ExxonMobil to Speak at Barclays 39th Annual CEO Energy-Power Conference
To access the live webcast, visit the event page. An archived audio portion of the webcast will be available on the ExxonMobil website approximately 24 hours after the event.
About ExxonMobil
ExxonMobil, one of the largest publicly traded international energy and petrochemical companies, creates solutions that improve quality of life and meet society's evolving needs.

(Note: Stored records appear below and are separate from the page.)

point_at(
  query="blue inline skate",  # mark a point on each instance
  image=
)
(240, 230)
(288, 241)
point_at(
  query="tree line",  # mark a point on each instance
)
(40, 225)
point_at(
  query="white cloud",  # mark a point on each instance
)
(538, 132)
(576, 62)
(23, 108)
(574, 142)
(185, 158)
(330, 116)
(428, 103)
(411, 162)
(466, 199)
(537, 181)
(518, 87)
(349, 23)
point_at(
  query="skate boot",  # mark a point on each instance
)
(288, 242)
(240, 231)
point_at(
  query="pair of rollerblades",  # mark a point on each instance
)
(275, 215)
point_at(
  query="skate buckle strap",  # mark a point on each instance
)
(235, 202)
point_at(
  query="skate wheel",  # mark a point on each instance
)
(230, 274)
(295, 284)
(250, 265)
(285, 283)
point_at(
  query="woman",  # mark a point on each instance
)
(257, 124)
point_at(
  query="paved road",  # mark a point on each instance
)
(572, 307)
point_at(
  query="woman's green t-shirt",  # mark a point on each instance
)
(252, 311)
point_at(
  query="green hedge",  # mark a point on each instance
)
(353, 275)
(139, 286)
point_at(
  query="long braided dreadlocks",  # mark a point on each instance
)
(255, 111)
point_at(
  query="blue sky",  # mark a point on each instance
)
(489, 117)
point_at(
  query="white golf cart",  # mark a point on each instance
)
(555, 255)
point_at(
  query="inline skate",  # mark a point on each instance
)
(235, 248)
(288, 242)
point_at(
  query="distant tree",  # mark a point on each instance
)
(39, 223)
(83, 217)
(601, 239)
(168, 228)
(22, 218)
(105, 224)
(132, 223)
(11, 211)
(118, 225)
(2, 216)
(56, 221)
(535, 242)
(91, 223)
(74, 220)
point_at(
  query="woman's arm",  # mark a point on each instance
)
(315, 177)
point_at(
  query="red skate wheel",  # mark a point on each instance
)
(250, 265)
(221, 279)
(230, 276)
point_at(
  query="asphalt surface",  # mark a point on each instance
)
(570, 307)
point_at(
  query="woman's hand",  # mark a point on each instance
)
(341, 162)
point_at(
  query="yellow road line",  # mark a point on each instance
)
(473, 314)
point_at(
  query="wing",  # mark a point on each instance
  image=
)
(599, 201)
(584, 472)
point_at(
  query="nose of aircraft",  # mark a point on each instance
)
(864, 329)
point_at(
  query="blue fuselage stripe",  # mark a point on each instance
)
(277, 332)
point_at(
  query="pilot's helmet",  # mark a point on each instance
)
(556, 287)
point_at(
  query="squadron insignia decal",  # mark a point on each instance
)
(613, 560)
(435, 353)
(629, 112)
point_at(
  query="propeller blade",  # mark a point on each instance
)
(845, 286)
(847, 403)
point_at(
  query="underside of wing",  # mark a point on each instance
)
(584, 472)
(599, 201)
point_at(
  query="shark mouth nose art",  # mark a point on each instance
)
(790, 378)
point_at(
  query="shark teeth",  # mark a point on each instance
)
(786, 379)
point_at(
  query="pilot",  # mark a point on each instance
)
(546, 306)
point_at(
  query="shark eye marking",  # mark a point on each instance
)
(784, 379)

The corporation's primary businesses - Upstream, Product Solutions and Low Carbon Solutions – provide products that enable modern life, including energy, chemicals, lubricants, and lower emissions technologies. ExxonMobil holds an industry-leading portfolio of resources, and is one of the largest integrated fuels, lubricants, and chemical companies in the world. ExxonMobil also owns and operates the largest CO2 pipeline network in the United States. In 2021, ExxonMobil announced Scope 1 and 2 greenhouse gas emission-reduction plans for 2030 for operated assets, compared to 2016 levels. The plans are to achieve a 20-30% reduction in corporate-wide greenhouse gas intensity; a 40-50% reduction in greenhouse gas intensity of upstream operations; a 70-80% reduction in corporate-wide methane intensity; and a 60-70% reduction in corporate-wide flaring intensity. To learn more, visit exxonmobil.com and ExxonMobil's Advancing Climate Solutions.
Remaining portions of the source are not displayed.